CNN Indonesia | Senin, 13/07/2020 19:36 WIB
Sejumlah pesawat terparkir di Bandara Soekarno Hatta, Tangerang, Banten, Jumat (24/4/2020). Pemerintah melalui Kementerian Perhubungan menghentikan sementara aktifitas penerbangan komersil terjadwal baik dalam dan luar negeri terhitung mulai 24 April hingga 1 Juni 2020. Hal tersebut merupakan bagian dari pengendalian transportasi selama masa mudik Lebaran 1441 H untuk mencegah penyebaran COVID-19. ANTARA FOTO/Muhammad Iqbal/pras. Lion Air mendaftarkan gugatan terhadap KPPU ke PN Jakarta Pusat usai diputuskan bersalah dalam kasus penetapan harga tiket pesawat. (ANTARA FOTO/Muhammad Iqbal).
Jakarta, CNN Indonesia --

Lion Air mengajukan gugatan ke Pengadilan Negeri Jakarta Pusat atas putusan Komisi Pengawas Persaingan Usaha (KPPU) dalam kasus penetapan harga tiket pesawat.

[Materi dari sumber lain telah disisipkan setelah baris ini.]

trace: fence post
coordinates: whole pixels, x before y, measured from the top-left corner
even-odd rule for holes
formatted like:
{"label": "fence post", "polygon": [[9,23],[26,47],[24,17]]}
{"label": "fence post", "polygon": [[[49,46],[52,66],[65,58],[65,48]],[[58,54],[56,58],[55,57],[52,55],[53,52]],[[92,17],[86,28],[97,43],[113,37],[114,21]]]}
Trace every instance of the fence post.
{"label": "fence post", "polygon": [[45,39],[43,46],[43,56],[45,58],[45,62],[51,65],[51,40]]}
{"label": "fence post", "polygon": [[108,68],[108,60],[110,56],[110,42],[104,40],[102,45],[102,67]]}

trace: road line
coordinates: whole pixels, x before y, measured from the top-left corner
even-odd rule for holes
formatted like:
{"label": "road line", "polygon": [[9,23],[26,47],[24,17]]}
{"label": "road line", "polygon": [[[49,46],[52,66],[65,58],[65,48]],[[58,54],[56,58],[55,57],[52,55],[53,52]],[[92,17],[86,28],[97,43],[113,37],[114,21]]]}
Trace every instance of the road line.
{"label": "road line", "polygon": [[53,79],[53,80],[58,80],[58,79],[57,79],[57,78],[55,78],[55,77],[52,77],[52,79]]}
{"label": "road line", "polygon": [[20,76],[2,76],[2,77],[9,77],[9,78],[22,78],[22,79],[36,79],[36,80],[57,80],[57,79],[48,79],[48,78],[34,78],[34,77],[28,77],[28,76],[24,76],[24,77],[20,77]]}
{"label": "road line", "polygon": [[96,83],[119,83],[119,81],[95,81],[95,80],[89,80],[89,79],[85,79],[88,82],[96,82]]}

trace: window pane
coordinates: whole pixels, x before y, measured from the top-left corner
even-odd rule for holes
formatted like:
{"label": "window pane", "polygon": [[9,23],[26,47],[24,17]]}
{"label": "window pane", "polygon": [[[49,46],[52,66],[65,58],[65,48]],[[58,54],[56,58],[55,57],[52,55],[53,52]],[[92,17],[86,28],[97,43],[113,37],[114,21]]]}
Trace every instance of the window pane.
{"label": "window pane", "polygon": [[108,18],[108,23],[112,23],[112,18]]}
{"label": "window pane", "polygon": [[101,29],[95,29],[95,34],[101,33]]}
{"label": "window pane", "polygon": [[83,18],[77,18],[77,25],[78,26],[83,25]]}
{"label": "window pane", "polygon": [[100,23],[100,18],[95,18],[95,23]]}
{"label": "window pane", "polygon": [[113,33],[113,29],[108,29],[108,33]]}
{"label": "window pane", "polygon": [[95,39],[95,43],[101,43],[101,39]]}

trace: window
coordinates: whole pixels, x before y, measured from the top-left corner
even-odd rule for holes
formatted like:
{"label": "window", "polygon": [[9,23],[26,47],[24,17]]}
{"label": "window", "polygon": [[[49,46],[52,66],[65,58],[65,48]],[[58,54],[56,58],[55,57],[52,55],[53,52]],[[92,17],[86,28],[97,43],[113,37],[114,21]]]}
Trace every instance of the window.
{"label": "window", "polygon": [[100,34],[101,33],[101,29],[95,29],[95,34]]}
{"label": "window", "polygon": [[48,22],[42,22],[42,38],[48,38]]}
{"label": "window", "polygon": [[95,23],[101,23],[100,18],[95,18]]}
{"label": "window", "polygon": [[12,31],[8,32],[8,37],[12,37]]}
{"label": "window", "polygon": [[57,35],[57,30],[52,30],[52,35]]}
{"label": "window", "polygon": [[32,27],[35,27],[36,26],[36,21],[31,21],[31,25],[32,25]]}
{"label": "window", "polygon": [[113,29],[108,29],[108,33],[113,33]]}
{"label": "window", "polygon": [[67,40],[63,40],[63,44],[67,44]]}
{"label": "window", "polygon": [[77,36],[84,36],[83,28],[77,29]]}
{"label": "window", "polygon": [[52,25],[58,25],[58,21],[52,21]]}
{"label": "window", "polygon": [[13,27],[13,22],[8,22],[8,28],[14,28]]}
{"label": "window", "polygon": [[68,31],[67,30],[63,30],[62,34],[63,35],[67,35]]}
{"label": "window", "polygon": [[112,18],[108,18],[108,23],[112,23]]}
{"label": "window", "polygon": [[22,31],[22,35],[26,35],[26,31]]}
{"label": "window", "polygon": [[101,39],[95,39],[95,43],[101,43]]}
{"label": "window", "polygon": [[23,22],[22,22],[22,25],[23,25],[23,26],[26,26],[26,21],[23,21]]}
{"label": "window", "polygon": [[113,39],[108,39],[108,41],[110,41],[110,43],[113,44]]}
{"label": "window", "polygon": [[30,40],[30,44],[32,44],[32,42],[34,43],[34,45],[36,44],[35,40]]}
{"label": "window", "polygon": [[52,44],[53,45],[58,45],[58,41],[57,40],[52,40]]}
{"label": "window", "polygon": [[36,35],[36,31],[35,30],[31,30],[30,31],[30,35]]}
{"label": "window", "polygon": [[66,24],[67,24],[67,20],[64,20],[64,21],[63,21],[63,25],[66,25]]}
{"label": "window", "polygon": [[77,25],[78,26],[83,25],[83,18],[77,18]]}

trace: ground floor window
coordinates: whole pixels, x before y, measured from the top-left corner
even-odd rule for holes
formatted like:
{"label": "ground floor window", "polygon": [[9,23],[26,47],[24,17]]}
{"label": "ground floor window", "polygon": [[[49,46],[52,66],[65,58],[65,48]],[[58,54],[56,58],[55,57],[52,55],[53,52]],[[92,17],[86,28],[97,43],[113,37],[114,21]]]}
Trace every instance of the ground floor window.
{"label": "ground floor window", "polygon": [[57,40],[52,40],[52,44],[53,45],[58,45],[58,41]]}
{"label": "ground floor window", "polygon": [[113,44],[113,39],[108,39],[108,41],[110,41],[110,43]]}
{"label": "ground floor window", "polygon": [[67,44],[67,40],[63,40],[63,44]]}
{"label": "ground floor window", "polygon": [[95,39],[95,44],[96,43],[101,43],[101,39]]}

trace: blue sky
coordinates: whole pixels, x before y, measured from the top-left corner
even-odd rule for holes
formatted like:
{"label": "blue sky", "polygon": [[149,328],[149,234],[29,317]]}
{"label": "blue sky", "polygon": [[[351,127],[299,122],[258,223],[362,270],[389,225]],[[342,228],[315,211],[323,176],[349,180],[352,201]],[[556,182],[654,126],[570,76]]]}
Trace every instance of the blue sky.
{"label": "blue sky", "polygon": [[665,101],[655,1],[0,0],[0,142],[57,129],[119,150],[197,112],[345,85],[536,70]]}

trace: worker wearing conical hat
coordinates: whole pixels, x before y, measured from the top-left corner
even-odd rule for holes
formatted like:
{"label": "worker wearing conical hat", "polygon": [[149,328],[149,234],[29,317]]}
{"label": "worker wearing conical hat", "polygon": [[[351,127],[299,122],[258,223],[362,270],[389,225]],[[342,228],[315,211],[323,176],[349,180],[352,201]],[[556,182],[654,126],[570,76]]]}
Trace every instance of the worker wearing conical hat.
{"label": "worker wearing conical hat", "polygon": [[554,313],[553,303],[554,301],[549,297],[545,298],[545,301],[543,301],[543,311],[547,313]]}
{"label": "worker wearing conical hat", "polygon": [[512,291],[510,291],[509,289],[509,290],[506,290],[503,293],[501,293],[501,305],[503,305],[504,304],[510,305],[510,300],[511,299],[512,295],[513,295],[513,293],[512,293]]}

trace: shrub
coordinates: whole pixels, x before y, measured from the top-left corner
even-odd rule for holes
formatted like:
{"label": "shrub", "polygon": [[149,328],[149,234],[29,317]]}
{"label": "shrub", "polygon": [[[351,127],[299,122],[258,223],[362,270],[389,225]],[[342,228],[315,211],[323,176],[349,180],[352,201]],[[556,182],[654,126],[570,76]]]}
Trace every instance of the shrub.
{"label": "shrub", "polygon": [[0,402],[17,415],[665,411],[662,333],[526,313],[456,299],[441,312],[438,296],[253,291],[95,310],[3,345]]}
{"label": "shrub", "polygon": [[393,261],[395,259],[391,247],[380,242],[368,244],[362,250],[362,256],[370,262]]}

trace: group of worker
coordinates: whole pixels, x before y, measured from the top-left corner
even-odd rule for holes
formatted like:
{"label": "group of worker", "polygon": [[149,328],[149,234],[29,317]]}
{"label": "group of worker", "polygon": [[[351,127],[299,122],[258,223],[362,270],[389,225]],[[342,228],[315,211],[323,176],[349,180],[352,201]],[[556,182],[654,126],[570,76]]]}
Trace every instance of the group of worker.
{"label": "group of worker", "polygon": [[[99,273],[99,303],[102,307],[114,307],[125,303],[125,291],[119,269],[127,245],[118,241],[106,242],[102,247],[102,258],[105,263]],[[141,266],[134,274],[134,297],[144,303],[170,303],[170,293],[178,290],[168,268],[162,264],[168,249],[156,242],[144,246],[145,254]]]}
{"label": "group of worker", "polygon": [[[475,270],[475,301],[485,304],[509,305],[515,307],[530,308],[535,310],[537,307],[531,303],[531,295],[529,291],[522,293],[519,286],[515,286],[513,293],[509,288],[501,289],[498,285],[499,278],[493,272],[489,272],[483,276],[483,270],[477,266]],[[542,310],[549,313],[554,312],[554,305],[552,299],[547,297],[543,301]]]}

Corporate Communication Strategic Lion Air Group Danang Mandala Prihantoro bilang gugatan telah diajukan pada Jumat (10/ 07) dengan nomor perkara 365/Pdt.Sus-KPPU/2020/PN Jkt.Pst.

"Lion Air Group tidak terima atas hasil keputusan tersebut (keberatan). Untuk itu, Lion Air Group mengajukan keberatan sesuai jalur yang berlaku," ujar Danang saat dihubungi CNNIndonesia.com Senin (13/7). 


Gugatan tersebut mewakili tiga maskapai yang berada di bawah Lion Air Group, yakni PT Batik Indonesia Air, PT Lion Mentari, dan PT Wings Abadi. 

Sebelumnya KPPU menyatakan tiga maskapai swasta itu melanggar karena terbukti bekerja sama dengan Grup Garuda yang terdiri dari PT Garuda Indonesia (Persero) Tbk, PT Citilink Indonesia, PT Sriwijaya Air, dan PT NAM Air dalam pengaturan harga tiket. 

Keputusan atas Perkara Nomor 15/KPPU-I/2019 tentang Dugaan Pelanggaran Pasal 5 dan Pasal 11 UU Nomor 5 Tahun 1999 itu dibacakan majelis hakim KPPU dalam sidang terbuka yang dilaksanakan pada 23 Juni 2020.

"KPPU memutuskan bahwa seluruh terlapor secara sah dan meyakinkan melakukan pelanggaran atas pasal 5 dalam jasa angkutan udara tersebut," tulis KPPU dalam keterangan resminya.

Sementara Pasal 5 UU Nomor 5 Tahun 1999 yang dilanggar tujuh maskapai tersebut berbunyi: "(1) Pelaku usaha dilarang membuat perjanjian dengan pelaku usaha pesaingnya untuk menetapkan harga atas suatu barang dan atau jasa yang harus dibayar oleh konsumen atau pelanggan pada pasar bersangkutan yang sama."